Линда уставилась на отца. Что он такое говорит?
— Он угрожал и говорил, что лучше будет, если я забуду даже имя Тургейра Лангооса. Он не сказал ни слова о наркотиках.
— Радоваться надо, что все обошлось. Что случайно там оказалась полиция. Ему будет предъявлено обвинение — избиение и попытка ограбления.
— Никакого ограбления не было. Речь идет о владельце дома за церковью в Лестарпе.
Он нахмурился:
— Какой еще дом?
— Я не успела тебе рассказать. Я нашла в Лунде дом, где жила Анна. Это привело меня в Лестарп. После того как я расспросила про Анну, все куда-то исчезли. Единственное, что мне удалось узнать, что владелец дома — некий норвежец по имени Тургейр Лангоос и что он живет в Копенгагене.

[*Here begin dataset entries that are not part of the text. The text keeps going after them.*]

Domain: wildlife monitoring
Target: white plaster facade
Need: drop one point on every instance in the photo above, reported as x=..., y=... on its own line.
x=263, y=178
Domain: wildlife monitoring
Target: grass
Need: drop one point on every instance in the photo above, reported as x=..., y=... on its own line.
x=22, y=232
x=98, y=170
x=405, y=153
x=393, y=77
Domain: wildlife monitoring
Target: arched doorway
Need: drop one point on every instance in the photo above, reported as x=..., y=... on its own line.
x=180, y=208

Отец долго на нее смотрел. Потом достал блокнот.
— Этого человека зовут Ульрик Ларсен. И, если верить датской полиции, Ульрик Ларсен отнюдь не из домовладельцев.
— Ты опять меня не слушаешь.
— Я все слышу. Но ты будто не понимаешь, что этот человек признался, что хотел отнять у тебя наркотики и что сбил тебя с ног.
Линда отчаянно закрутила головой. Боль в левом виске усилилась. Почему он не вникает в мои слова?
— У меня совершенно ясная голова. Я прекрасно помню, что меня сбили с ног. Но я тебе рассказываю, как все было на самом деле.
— Думаю, что так и есть. Но по-прежнему не понимаю, что ты делала в Копенгагене. После того, как довела Мону до истерики.
Линда похолодела.
— Откуда ты знаешь?
— Она звонила. Произошел какой-то дикий разговор. Она говорила так невнятно, что можно было подумать, что она пьяна.
— Она и была пьяна.
— Что ты обрушилась на нее с обвинениями, что ты поливала грязью и ее, и меня. Что она совершенно раздавлена. И этот бухгалтер, ее муж, куда-то уехал, и ей совершенно некому помочь.
— Мамочка шаталась по кухне голышом с бутылкой водки в руке.
— Она сказала, что ты к ней подкралась.
— Ни к кому я не подкрадывалась. Вошла через веранду. Она была настолько пьяна, что на ногах не стояла, и все, что она напела тебе по телефону, все не так.
— Ладно, потом поговорим.
— Спасибо большое!
— Так что ты делала в Копенгагене?
— Я уже сказала.
Он покачал головой:
— Тогда, может быть, ты можешь объяснить, почему в полиции сидит человек, задержанный за то, что пытался тебя ограбить.
— Нет, не могу. Я не могу объяснить и то, почему ты не понимаешь или не хочешь понять то, что я тебе долблю.
Он резко наклонился к ней:
— Ты что, не понимаешь, что со мной было, когда мне позвонили и сказали, что ты в больнице в Копенгагене? Не понимаешь?
— Мне очень жаль, что я причинила тебе беспокойство.
— «Причинила беспокойство»! Да я перепугался так, как не пугался уже сто лет!
Может быть, тебе было так же страшно, когда ты узнал, что я попыталась покончить с жизнью, подумала Линда. Она знала, что отец ничего так не боялся, как того, что с ней, не дай бог, что-то случится.
— Прости.
— Мне очень интересно, что будет, когда ты начнешь работать. Я, наверное, превращусь в беспокойного старикана и буду лежать часами без сна, если у тебя будет ночная смена.
Она предприняла еще одну попытку рассказать, как все было на самом деле. Медленно, стараясь выговаривать каждое слово как можно яснее, но он, похоже, все равно ей не верил.
Она как раз закончила, когда в дверях появился Стефан Линдман. В руках у него был бумажный пакет с бутербродами. Увидев, что она пришла в себя, он весело кивнул:
— Ну и как?
— Нормально.
Стефан передал пакет отцу. Тот немедленно вытащил бутерброд и стал есть.